5000円以下のガジェット選定から学ぶ「コスパ設計」の思想

鈴木 蓮
鈴木 蓮 20代・ ソフトウェアエンジニア
The Vergeのスタッフが「50ドル以下のお気に入りガジェット」を紹介する記事を読んだ。関税問題とグローバルなメモリ不足で物価が上がっている、という文脈からスタートする記事だ。

最初は「へー、安いやつ特集か」くらいの気持ちで読み始めた。でも途中から、視点が変わった。

「安くて壊れない」というのは実は難しい設計判断だ



紹介されているアイテムを見ると、たとえばNite Ize DoohicKey Plusというキーリングツールが6ドル。カラビナ付きでキーほどのサイズしかない。Ikea KallsupというBluetoothスピーカーが10ドル。CMF Buds 2Aというイヤホンが20ドルだ。

こういうものを見て自分が気になるのは「価格」じゃなくて、その価格でどこを削って、どこを残したかという設計判断の方向性だ。

ソフトウェアのライブラリ選定も、似た構造をしていると思っている。フル機能のものを入れるか、最小限のものを選ぶか。チームの規模やプロダクトのフェーズによって「正解」が変わる。6ドルのキーツールは「開けること」だけに特化している。その潔さは、単機能のCLIツールやUNIX哲学に通じるものがある。

50ドル上限という制約が引き出すトレードオフ思考



記事の中でIniu P781というワイヤレスモバイルバッテリーが50ドルで紹介されている。Qi2.2対応で、この価格帯でそのスペックはなかなか攻めている。つまり「制約の中で最大化する」という設計がちゃんとされている製品だ。

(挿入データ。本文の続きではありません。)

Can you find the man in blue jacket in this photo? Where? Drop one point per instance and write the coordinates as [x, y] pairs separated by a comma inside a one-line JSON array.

自分はLLMのAPIコスト最適化をここ最近ずっと考えている。どのモデルをどのタイミングで叩くか、プロンプトをどこまで短くするか。これも同じ話だと思っていて、制約(コスト上限)の中でアウトプット品質を最大化するトレードオフだ。

「とりあえず一番高いモデルを使う」は思考停止で、「一番安いモデルに全部投げる」も同じく思考停止だ。ユースケースごとにモデルを切り替えるとか、キャッシュを効かせるとか、そういう判断こそが設計の質を決める。

物理ガジェットの価格設計を見ていると、その構造がすごくクリアに見える。削れるところと削れないところの見極め方、という意味で。

安くて壊れないものを作るのは、実は安いだけのものより難しい。これはコードも同じで、小さくてちゃんと動くモジュールを書く方が、でかくて雑なコードを書くより頭を使う。

この話から言えることは、「制約の中でどこを最大化するか」を先に決めないと、何を削っていいかが判断できない、ということだと思う。ライブラリ選定でも、APIコスト設計でも、ガジェット購入でも、この順番は変わらない。